The rest of the students found their own way to Al Garage and we met them at the course house.

Altogether the first class of 2010 came from as far afield as Spain, Australia, Switzerland, and Britain, urban and rural Morocco.

Once we had surmounted the challenges of lost time and settled into the house and found our cook Rabha, the course found its own rhythm. Rabha is a highly renowned cook who caters for weddings, festivals and visiting dignitaries and we were very lucky have her.


Rabha: Making Batboot

Our days began with breakfast. Fresh bread, crepes, jam, cheese, olives and olive oil washed down with fresh mint tea and coffee. On some days Rabha treated us to the wonderfully named batboot. A lighter naan like bread.

The course took place on an Amazigh farm just outside Al Garage in the Ait Attab tribal region of the High Atlas mountains.
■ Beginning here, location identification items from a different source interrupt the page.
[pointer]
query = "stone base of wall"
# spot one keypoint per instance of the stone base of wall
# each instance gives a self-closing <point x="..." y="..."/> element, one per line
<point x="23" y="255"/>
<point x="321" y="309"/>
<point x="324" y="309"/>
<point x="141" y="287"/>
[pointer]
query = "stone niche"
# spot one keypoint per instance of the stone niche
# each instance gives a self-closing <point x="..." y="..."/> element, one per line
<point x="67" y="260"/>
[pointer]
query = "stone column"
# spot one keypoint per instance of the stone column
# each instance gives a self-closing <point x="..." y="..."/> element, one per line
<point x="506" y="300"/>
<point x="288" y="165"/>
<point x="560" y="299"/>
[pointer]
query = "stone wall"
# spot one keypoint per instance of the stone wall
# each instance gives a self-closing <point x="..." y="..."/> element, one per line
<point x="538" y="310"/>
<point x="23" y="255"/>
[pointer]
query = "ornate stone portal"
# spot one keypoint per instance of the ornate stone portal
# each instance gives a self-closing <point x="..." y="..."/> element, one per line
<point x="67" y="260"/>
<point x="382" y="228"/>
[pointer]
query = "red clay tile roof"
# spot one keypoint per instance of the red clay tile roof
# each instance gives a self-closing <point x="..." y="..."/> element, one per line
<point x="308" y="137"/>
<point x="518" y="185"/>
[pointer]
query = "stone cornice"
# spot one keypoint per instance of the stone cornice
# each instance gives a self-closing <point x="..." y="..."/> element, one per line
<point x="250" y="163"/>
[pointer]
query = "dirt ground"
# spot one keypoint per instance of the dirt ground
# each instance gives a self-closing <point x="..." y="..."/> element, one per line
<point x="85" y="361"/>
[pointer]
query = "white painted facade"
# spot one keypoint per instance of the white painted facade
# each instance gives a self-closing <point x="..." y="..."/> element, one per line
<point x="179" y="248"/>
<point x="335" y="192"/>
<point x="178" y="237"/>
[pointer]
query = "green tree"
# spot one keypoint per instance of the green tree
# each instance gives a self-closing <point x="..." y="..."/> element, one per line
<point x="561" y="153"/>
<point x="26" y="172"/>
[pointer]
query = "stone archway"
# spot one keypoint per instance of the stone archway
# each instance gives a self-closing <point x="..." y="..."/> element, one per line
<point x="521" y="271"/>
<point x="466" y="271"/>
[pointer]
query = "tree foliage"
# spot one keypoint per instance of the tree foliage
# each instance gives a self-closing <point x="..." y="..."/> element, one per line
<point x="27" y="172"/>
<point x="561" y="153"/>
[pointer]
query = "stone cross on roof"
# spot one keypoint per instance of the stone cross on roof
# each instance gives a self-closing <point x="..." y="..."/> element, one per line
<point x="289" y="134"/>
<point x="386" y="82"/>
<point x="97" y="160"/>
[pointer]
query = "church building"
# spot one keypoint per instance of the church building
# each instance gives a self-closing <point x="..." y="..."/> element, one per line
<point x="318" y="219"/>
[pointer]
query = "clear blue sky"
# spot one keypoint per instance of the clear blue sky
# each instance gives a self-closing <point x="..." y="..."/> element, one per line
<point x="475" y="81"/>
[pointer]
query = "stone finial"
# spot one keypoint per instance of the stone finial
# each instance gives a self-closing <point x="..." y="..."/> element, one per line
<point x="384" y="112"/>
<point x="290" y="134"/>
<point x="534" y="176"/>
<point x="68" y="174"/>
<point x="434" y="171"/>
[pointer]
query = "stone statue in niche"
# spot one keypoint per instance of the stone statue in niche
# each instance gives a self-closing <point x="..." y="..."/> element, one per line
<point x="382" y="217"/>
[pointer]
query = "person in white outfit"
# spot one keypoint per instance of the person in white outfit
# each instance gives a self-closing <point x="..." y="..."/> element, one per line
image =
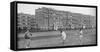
<point x="28" y="39"/>
<point x="63" y="36"/>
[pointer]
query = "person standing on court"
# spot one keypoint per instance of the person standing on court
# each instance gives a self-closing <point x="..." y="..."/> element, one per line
<point x="27" y="38"/>
<point x="63" y="36"/>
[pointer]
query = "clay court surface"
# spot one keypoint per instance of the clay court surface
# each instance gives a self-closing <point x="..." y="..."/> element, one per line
<point x="53" y="38"/>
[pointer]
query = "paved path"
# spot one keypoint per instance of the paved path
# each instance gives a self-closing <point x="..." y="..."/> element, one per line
<point x="49" y="39"/>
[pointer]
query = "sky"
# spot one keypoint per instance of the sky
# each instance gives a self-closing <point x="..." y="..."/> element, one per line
<point x="30" y="9"/>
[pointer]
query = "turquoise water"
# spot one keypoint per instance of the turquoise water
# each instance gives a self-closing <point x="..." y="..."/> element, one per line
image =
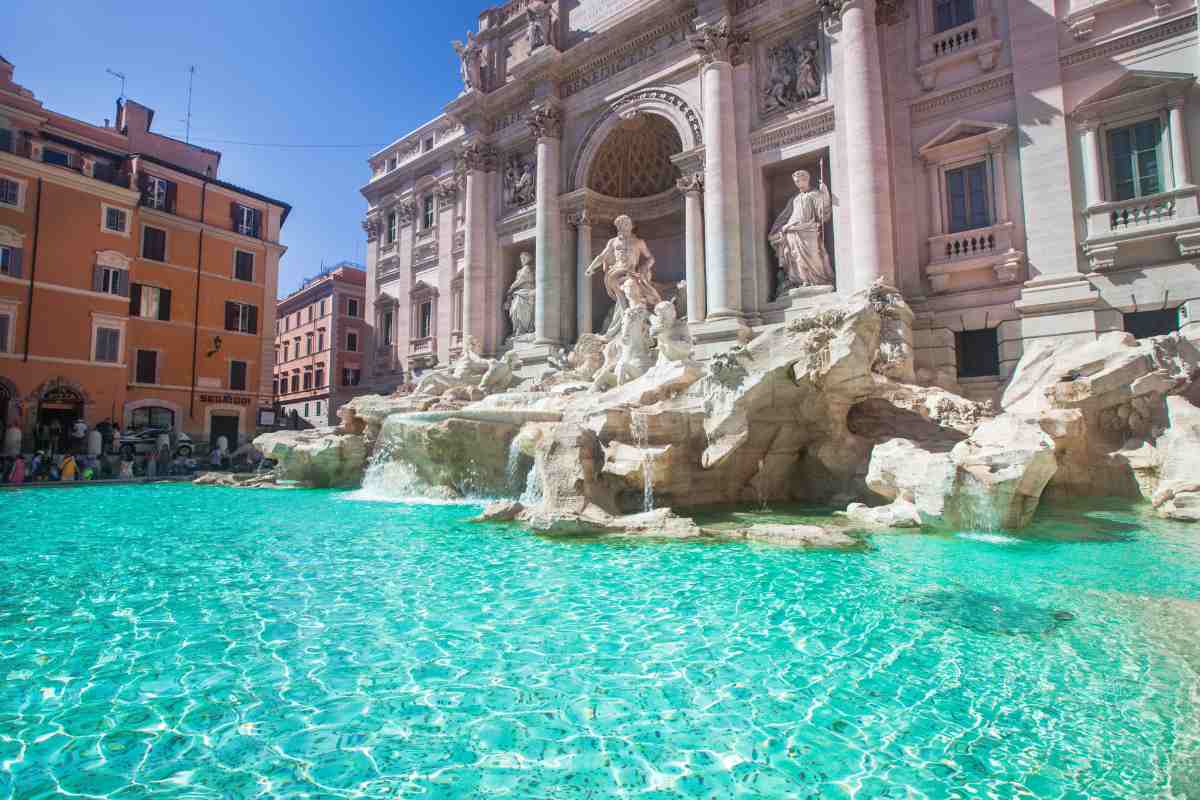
<point x="197" y="642"/>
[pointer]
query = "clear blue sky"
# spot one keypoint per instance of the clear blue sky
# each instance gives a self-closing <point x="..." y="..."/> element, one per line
<point x="307" y="73"/>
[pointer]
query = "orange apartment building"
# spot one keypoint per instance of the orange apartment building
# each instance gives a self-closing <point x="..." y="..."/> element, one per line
<point x="135" y="284"/>
<point x="321" y="341"/>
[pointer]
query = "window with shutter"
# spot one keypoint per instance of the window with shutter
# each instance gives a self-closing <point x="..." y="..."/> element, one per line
<point x="147" y="370"/>
<point x="10" y="192"/>
<point x="107" y="344"/>
<point x="238" y="376"/>
<point x="966" y="196"/>
<point x="154" y="244"/>
<point x="244" y="265"/>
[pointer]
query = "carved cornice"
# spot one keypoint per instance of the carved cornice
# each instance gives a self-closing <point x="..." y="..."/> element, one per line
<point x="546" y="121"/>
<point x="719" y="42"/>
<point x="477" y="156"/>
<point x="798" y="131"/>
<point x="691" y="184"/>
<point x="1150" y="35"/>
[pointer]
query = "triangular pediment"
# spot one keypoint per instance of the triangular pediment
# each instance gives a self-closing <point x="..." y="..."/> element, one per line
<point x="963" y="130"/>
<point x="1133" y="85"/>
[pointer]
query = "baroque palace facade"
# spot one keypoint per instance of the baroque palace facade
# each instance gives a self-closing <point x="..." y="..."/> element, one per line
<point x="135" y="284"/>
<point x="1018" y="168"/>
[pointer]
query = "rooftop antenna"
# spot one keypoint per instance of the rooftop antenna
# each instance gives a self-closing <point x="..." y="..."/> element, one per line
<point x="187" y="128"/>
<point x="121" y="76"/>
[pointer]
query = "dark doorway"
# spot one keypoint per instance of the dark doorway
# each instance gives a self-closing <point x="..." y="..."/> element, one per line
<point x="225" y="425"/>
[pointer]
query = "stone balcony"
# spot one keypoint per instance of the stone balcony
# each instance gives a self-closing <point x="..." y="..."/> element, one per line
<point x="975" y="41"/>
<point x="1113" y="226"/>
<point x="952" y="257"/>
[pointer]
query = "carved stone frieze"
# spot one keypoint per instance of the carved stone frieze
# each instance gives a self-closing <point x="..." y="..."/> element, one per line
<point x="477" y="156"/>
<point x="691" y="182"/>
<point x="546" y="121"/>
<point x="719" y="42"/>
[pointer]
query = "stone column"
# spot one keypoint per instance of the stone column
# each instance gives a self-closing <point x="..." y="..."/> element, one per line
<point x="582" y="224"/>
<point x="1093" y="191"/>
<point x="1180" y="164"/>
<point x="869" y="186"/>
<point x="693" y="187"/>
<point x="475" y="160"/>
<point x="719" y="46"/>
<point x="546" y="124"/>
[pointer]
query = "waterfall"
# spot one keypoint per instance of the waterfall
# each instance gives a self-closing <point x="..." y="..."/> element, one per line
<point x="639" y="427"/>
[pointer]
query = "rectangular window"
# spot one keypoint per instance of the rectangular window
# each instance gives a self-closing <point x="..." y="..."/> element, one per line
<point x="978" y="353"/>
<point x="966" y="197"/>
<point x="238" y="376"/>
<point x="427" y="211"/>
<point x="425" y="320"/>
<point x="952" y="13"/>
<point x="147" y="368"/>
<point x="244" y="265"/>
<point x="241" y="318"/>
<point x="117" y="221"/>
<point x="149" y="302"/>
<point x="1144" y="324"/>
<point x="108" y="280"/>
<point x="1134" y="160"/>
<point x="154" y="244"/>
<point x="55" y="157"/>
<point x="108" y="341"/>
<point x="246" y="220"/>
<point x="157" y="193"/>
<point x="10" y="192"/>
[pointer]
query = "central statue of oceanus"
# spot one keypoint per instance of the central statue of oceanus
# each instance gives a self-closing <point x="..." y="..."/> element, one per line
<point x="628" y="271"/>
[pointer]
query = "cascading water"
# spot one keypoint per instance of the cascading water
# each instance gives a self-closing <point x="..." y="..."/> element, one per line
<point x="640" y="429"/>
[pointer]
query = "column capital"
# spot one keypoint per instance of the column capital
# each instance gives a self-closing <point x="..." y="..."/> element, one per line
<point x="546" y="121"/>
<point x="691" y="184"/>
<point x="719" y="42"/>
<point x="477" y="156"/>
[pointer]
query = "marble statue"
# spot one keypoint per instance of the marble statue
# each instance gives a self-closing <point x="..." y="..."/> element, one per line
<point x="627" y="259"/>
<point x="520" y="185"/>
<point x="792" y="76"/>
<point x="471" y="61"/>
<point x="521" y="298"/>
<point x="798" y="235"/>
<point x="539" y="19"/>
<point x="670" y="335"/>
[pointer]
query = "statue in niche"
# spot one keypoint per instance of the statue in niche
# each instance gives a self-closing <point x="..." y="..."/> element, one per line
<point x="798" y="235"/>
<point x="471" y="55"/>
<point x="520" y="185"/>
<point x="521" y="299"/>
<point x="539" y="30"/>
<point x="628" y="272"/>
<point x="792" y="76"/>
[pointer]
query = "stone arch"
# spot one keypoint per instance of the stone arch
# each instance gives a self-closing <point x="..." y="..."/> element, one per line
<point x="659" y="102"/>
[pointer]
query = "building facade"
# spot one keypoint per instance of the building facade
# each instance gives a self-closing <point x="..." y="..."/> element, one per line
<point x="1020" y="169"/>
<point x="321" y="347"/>
<point x="135" y="284"/>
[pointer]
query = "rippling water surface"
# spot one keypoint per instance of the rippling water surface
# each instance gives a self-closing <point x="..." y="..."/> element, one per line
<point x="201" y="642"/>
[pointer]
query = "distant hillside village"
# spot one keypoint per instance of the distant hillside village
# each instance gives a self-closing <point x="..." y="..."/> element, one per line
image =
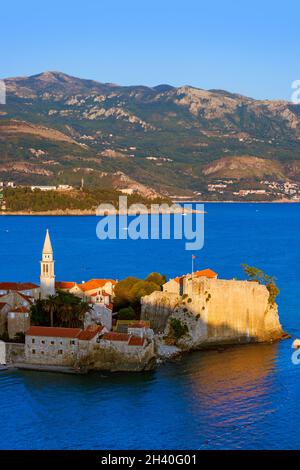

We held it there because it was as close to where we could accommodate the bulk of the group in Al Garage with the rest camping on the farm. It was also the closest location from which we could practically access our partner community, Igourdane.

Marwane, Said (Marwane’s brother) and Nasser (his cousin) would take us by car and minibus to a kilometre or so outside of town. We passed groups of women and families harvesting lentils, fields of barley, children and old men on mules and donkeys.

As the country turned into Olive groves we were dropped off in a clearing by the side of the road. Marwane and co would return with lunch in the early afternoon.


Local people fetching water

Following a path downhill through the olives trees we came to the spring – three short pipes jutting from a slab of rock feeding a stream. This is where people from miles around come to fetch water with mules and donkeys. Great rubber or wicker panniers carrying 20-25 litre drums are filled, secured and taken back home into the mountains. The water appears clean, tasty and healthy. Hundreds of frogs and tadpoles live in and around the water.

After exchanging warm greetings to whomever we met that morning at the spring, we made the short walk through olive trees, under-planted with wheat and barley, to the farms of Hassan and Yousseff. The sea of barley shone like golden hair as it waved dreamily around us.


The classroom

Our classroom was the shade of two ancient Carob trees one male and one female. (Apparently, if the wild grape vines, a type of Muscat, grow up a Carob tree the carob imparts a delicious flavour and fragrance to the grapes. The carob pods mature some weeks after the grapes.)

Aside from the two families living there we were not alone! A few berber/fresian cross cattle and calves, several chickens, a duck, turkeys and lovelorn donkeys kept us company and on occasion let their opinions be known on some subject or another.